Kıbrıs, Irak, Balkanlar, Avrasya Türk Edebiyatları Kurumu (KIBATEK) Derneği Başkanı şair, yazar, öğretmen Mevlüt Kaplan'ın Tunç Yayıncılık'tan çıkan şiir kitapları raflarda yerini aldı. Kaplan'ın "Aşka İmza", "Yıldız İmecesi" ve "Tomurcuklar Umuda Açar" kitaplarının her birinde 60'ı aşkın şiir yer alıyor. Adını ilk kez 15 yaşında yayımlanan şiirle duyuran Mevlüt Kaplan, 600'ü aşkın kitaba emek vermiş, ulusal ve uluslararası alanda çok sayıda ödül almış üretken bir yazar.
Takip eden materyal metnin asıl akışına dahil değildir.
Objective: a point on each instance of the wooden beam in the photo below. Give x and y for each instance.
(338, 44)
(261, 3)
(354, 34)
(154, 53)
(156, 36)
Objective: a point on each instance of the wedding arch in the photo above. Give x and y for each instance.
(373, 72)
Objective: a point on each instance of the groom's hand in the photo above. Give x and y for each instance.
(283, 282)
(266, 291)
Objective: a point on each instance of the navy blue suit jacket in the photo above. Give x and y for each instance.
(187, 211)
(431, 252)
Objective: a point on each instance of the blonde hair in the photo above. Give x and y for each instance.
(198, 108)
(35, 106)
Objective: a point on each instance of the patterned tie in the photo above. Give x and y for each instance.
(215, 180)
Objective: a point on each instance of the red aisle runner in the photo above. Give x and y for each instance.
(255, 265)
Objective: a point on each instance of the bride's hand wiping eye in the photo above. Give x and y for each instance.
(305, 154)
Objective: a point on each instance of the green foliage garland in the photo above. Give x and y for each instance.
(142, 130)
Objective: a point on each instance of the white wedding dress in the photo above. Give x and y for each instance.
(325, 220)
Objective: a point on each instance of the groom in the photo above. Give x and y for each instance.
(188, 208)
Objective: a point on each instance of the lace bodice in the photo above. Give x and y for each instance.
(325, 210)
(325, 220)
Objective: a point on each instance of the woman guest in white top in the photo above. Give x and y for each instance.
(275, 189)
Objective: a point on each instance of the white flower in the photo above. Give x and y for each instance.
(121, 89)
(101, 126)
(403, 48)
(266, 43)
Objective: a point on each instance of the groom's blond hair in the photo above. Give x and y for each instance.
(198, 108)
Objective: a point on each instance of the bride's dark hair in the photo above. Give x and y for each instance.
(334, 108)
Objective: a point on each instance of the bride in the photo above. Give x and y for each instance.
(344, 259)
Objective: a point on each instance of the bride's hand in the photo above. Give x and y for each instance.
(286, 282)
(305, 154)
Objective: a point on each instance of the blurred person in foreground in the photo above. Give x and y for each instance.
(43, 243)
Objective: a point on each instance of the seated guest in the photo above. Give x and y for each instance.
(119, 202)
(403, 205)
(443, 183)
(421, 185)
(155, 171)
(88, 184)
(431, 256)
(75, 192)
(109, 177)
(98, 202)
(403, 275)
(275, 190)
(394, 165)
Adına ödüllü edebiyat yarışmaları düzenlenen ve eşiyle birlikte açtıkları Ayten-Mevlüt Kaplan Kitaplığı'nda çalışmalarını sürdüren Kaplan'ın şiir kitaplarının yanı sıra masal, öykü, roman kitapları ve incelemeleri de bulunuyor.

••••

Ne Okudum?

Mavra / Adnan Turgut / Duvar Yayınları

Adnan Turgut'un Duvar Yayınları'ndan çıkan kitabı "Mavra", ağırlıkla Bodrum'da geçen bir sevda öyküsü. "Mavra", fırsatları değerlendirerek ülkeye kaçak gözlük getiren Murat'ın Bodrum'da hızlı başlayan, gençlik hataları nedeniyle bitmek zorunda kalan ancak sızısı ömür boyu süren aşkının romanı. Eşrefpaşalı bir gencin Kemeraltı Birinci Beyler'deki gözlükçülerde başlayan öyküsü, okuru Bodrum'un en keyifli, "ebedi maviliklerin ülkesi" olduğu zamanlara götürüyor. İstanbul'da Çiçek Pasajı'nda Madam Anahit'in akordeonu eşliğinde en tatlı rüyaları yaşatıyor. İzmir'in Kemalpaşa ilçesinde doğan ve gençliği Eşrefpaşa Atilla Mahallesi'nde geçen yazar Adnan Turgut, uzun yıllar ruhsatlı gözlükçülük yapmış ve İzmir Gözlükçüler Derneği'ni de kurmuş. Bu arada, merak edenler için "mavra", daha çok argo dilde "ortaya karışık sohbet" anlamında kullanılıyor.

***

Çok satanlar

- Yapısal Reformlar ve Türkiye / Mahfi Eğilmez

- Yaklaşan Kasırga / Levent Gültekin / Doğan Kitap

- Anka Kuşu / Yılmaz Özdil / Sia

- Tiamat / İhsan Oktay Anar / Everest Yayınları

- Hayatını Seçen Kadın - Hocaların Hocası / Sedef Kabaş / Remzi Yayınevi

- İnsan Geleceğini Nasıl Kurar? / İlber Ortaylı / Kronik

- Size Yalan Söylediler / Barış Terkoğlu / Kırmızı Kedi

- Hayat Kaybettiğin Yerden Başlar / Miraç Çağrı Aktaş / İndigo Kitap

- Yeni Tarım Düzeni / Ali Ekber Yıldırım / Sia Kitap

- Ortadoğu'nun Şahları Vezirleri Piyonları / Nur Batur / Kırmızı Kedi

Bu liste Duvar, Kırmızı Kedi, Remzi ve Yakın kitapevlerinin katkılarıyla hazırlandı.